Let $H$ be a real Hilbert space. Let $\flat:H\to H^*$ be the mapping $x\mapsto x^{\flat}=\langle x,\cdot\rangle$. This is a linear injection, and Riesz's theorem tells us it is in fact surjective, so this mapping is a linear isomorphism. We denote the inverse by $\sharp:H^*\to H$. If you consider complex Hilbert spaces where $\langle \cdot, \cdot\rangle$ is conjugate-linear in say first slot and linear in the second slot, then the same definitions apply.
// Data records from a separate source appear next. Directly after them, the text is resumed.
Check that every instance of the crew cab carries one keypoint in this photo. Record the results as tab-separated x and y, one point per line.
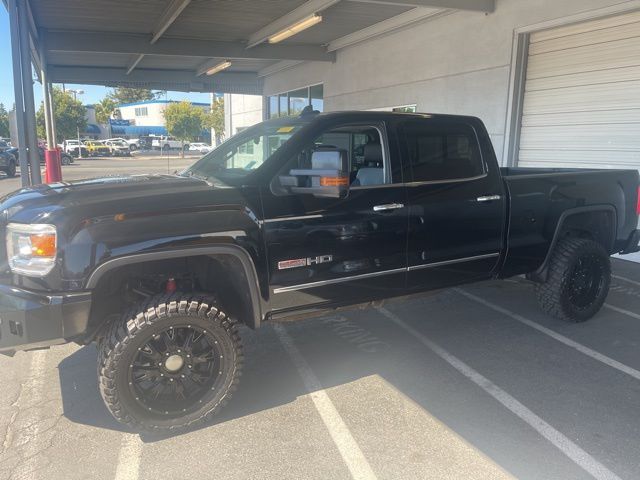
289	218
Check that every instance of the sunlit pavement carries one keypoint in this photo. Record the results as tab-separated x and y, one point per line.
140	162
467	383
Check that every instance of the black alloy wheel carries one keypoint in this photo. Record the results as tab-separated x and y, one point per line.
175	369
171	364
577	284
586	281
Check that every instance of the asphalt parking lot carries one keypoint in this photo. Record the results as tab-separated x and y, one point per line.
466	383
140	162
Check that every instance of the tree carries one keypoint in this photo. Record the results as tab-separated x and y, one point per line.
215	118
184	121
4	122
69	116
122	95
104	109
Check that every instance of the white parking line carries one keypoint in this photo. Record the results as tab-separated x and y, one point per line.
31	394
633	282
556	336
622	310
349	450
128	467
561	442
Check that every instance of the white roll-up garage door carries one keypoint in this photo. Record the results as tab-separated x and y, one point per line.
582	96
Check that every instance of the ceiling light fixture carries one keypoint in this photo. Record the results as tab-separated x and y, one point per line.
218	68
295	28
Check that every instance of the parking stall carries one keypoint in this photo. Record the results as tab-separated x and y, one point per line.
466	383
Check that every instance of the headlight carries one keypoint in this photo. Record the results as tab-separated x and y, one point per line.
31	249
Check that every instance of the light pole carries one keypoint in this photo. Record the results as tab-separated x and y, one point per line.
75	97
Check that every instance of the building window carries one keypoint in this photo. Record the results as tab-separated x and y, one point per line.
316	97
405	109
292	103
273	106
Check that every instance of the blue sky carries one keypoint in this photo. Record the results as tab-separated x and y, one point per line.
93	94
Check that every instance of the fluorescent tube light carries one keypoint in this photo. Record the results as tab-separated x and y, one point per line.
295	28
218	68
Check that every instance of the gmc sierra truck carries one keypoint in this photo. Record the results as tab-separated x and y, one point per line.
289	218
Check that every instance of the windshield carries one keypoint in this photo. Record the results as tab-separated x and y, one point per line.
247	150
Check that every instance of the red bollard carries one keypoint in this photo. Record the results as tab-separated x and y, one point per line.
52	166
59	163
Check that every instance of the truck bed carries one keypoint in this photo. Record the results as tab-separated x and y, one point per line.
522	171
539	197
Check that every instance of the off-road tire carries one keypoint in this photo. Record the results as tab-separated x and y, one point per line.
554	295
120	346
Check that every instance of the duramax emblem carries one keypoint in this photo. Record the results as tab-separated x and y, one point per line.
304	262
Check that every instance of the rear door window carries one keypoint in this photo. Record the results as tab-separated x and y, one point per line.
437	151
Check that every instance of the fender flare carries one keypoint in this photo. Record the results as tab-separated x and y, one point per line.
233	250
540	272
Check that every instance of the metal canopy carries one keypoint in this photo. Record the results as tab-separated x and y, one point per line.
169	44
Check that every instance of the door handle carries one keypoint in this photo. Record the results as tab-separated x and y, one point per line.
488	198
387	207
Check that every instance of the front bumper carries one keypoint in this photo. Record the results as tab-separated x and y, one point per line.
633	244
30	320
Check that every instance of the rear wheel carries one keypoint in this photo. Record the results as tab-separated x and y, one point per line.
578	280
170	364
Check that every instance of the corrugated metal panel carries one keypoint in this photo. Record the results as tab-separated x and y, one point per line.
581	104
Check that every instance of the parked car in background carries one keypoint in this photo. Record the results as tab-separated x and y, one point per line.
97	148
119	147
71	147
65	158
8	163
133	143
200	147
168	143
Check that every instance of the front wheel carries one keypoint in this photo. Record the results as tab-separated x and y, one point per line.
578	280
171	364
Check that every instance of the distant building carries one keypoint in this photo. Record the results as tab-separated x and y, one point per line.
241	111
150	113
144	118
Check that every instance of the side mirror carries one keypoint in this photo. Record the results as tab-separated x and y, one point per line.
328	176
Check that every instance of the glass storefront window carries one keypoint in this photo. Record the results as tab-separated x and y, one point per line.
298	99
316	96
292	103
405	109
273	107
284	105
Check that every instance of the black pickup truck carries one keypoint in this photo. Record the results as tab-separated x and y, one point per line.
289	218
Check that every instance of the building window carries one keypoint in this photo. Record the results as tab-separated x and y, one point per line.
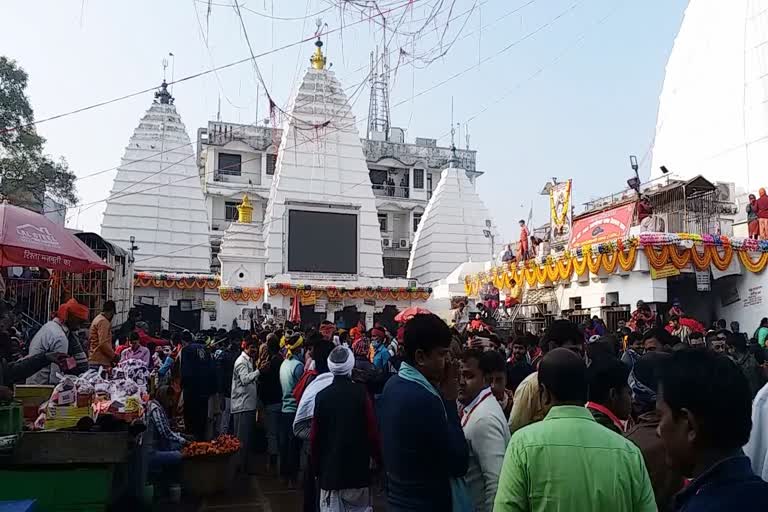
416	221
395	267
383	222
229	164
418	178
271	164
230	210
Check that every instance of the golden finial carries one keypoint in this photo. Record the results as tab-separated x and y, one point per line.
245	211
318	59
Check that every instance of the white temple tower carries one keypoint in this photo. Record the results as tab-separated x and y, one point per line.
713	109
321	218
451	229
157	198
242	250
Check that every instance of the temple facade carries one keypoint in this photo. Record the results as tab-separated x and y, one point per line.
456	228
156	210
279	222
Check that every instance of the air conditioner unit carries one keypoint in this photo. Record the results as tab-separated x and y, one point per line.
726	192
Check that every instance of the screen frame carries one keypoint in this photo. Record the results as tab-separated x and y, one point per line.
336	209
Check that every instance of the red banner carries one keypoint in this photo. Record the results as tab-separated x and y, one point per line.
602	227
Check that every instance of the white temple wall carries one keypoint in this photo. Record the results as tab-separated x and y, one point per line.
749	293
628	289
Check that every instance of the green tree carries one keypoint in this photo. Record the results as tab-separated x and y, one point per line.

Let $U\subset H$ open and $f:U\to \Bbb{R}$ Frechet differentiable at a point $a\in U$. We define the gradient vector of $f$ at $a$ to be
\begin{align}
(\text{grad } f)(a):= \left(Df_a\right)^{\sharp}
\end{align}
In other words, the gradient is the unique vector in $H$ such that for all $\xi\in H$, we have
\begin{align}
\langle (\text{grad } f)(a), \xi\rangle&= Df_a(\xi).
\end{align}
So, the gradient vector is only defined when the domain is a Hilbert space, and the target space is the underlying field. Also, the gradient depends on the choice of inner product on the space. If we modify the inner product, then by definition we'll generically end up with a different vector. On the other hand, the Frechet derivative is defined even in the general Banach space setting.
A: If the dimension of the Banach spaces involved are finite, then you can use the Jacobian matrix to represent the Fréchet derivative, and each row of the Jacobian matrix can be understood as a gradient of a projection.
That is, if $f:\mathbb{R}^n \to \mathbb{R}^m$ is differentiable, then it Jacobian matrix can be written as
$$
[\partial f(x)]=\begin{bmatrix}
\nabla f_1(x)\\\vdots\\ \nabla f_m(x)
\end{bmatrix}
$$
for $f=(f_1,f_2,\ldots ,f_m)$ and $f_k:\mathbb{R}^n \to \mathbb{R}$ for each $k$.